Tuesday, February 2, 2010

"The Story of an Hour"

In the beginning we find out that Mrs. Mallard has heart trouble, and news about her husband's death is brought to her "as gently as possible" (605). Her sister Josephine and her husband's friend Richards, who tells her the news, believe that Mrs. Mallard would be very upset to hear it and that it could make her even more ill. The reader expects her to be upset and it is very possible that the sad news can make her feel worse than usual. Yes, "she wept at once, with sudden, wild abandonment" (605), but it's just a first emotional reaction to the news, without deep thinking of what happened and how it would change her life.

She comprehends the news later, and the author shows us little by little how she comes to realize it and what helps her to understand it. She goes to her room, and "there stood, facing the open window, a comfortable, roomy armchair. Into this she sank" (605). Reading these words, the reader suddenly realizes that something turns the story to a more positive way. Many things such as "a comfortable, roomy armchair" and "the open window" are symbols of how newly freed she is feeling. When Mrs. Mallard starts thinking and starts feeling this weird feeling she’s never had before, the reader understands that her soul is starting to fill with happiness of freedom, which is in everything such as sounds and beautiful trees around, in blue sky and in songs of the birds.
However in the end Mrs. Mallard's husband opens "the front door with a latchkey" (607). He enters "composedly carrying his grip-sack and umbrella" (607) because he doesn't even know about the accident and that his name is on the list of those who died. Mrs. Mallard then dies "of joy that kills" (607). These words carry the absolutely opposite meaning of what they should be. We understand, that the doctors are wrong, thinking that she dies from happiness of seeing her husband again. She chooses to die rather than to live again under her husband's will, especially after experiencing freedom, even just for one hour. This hour in a comfortable armchair in front of the open window made her feel happy and free, made her to understand the sense of her being, and it was the only real hour of her life.

5 comments:

  1. It sounds like this story took a somewhat wierd twist. It sounds sad that she thought she lost her husband but from the way the author describes how free she felt it suggests that she probably did not like living with her husband. he probably beat her. I wonder what kept her from leaving him...

    ReplyDelete
  2. I didn't include all the details so if you read the story you probably would understand better. It was written in like the 1920s or something so women never really felt they could leave their husbands or whatever but yeah I agree wth you about the beating.
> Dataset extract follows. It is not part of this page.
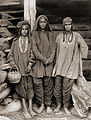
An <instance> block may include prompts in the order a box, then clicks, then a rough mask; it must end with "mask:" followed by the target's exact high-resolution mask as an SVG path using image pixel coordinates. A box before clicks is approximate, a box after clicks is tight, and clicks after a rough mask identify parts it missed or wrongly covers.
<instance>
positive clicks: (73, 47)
mask: <svg viewBox="0 0 91 120" xmlns="http://www.w3.org/2000/svg"><path fill="white" fill-rule="evenodd" d="M31 43H32V45H31ZM87 51H88V47H87V45H86V43H85V41H84V40H83V38H82V37H81V35H80V34H78V33H76V32H73V24H72V19H71V18H70V17H67V18H65V19H64V20H63V32H62V33H60V34H59V35H58V36H57V38H56V43H55V39H54V36H53V32H52V30H51V28H50V26H49V21H48V18H47V17H46V16H45V15H41V16H39V17H38V18H37V20H36V25H35V29H34V31H33V32H32V42H31V37H30V36H29V24H28V23H27V24H26V23H25V22H23V24H22V25H21V27H20V36H19V37H18V38H17V39H16V40H15V41H14V42H13V44H12V48H11V51H10V53H9V60H10V63H11V64H12V65H16V66H17V67H18V69H19V71H20V73H21V75H22V78H21V81H20V82H19V83H18V84H16V92H17V93H18V94H19V95H20V96H21V97H22V102H23V107H24V115H25V117H27V118H28V117H30V114H31V115H32V116H34V115H36V113H35V112H34V111H33V110H32V98H33V95H34V92H33V84H34V91H35V96H36V98H37V100H38V102H39V104H40V107H39V108H38V107H37V109H36V111H37V112H38V113H41V112H42V111H43V109H44V106H46V108H47V113H51V112H52V109H51V103H52V100H51V98H52V95H53V79H52V76H55V77H56V79H55V86H54V96H55V98H56V101H57V108H56V109H55V110H54V112H59V110H60V107H61V105H62V102H63V105H64V110H65V112H66V114H67V115H69V114H70V111H69V110H68V107H69V102H70V96H71V90H72V85H73V82H74V79H77V78H78V77H79V76H82V64H81V62H82V61H81V57H86V56H87ZM55 54H56V63H55V66H54V56H55ZM53 67H54V68H53ZM30 71H31V72H30ZM31 76H32V77H33V83H32V77H31ZM26 99H28V100H29V108H30V114H29V113H28V110H27V107H26V102H25V100H26Z"/></svg>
She probably never had a say and felt inclosed.

    ReplyDelete
  3. I actually have read this article before in another class. Yes, this story takes a sudden and surprising twist. It sort of confused me how she died when he came back. It could've been possible that she had seemed calm but felt really bad after the bad news, and the surprise when he actually came home was possibly too much for her.

    ReplyDelete
  4. I like how you examined the words in this story and how it created the mood of the plot. I seems really interesting, so I will have to read it. Maybe she died because she thought she was seeing a ghost! Ha.

    ReplyDelete
  5. He beat her? Where does that idea come from?

    Good job using integrating the text and explanation. This is a tricky story in ways.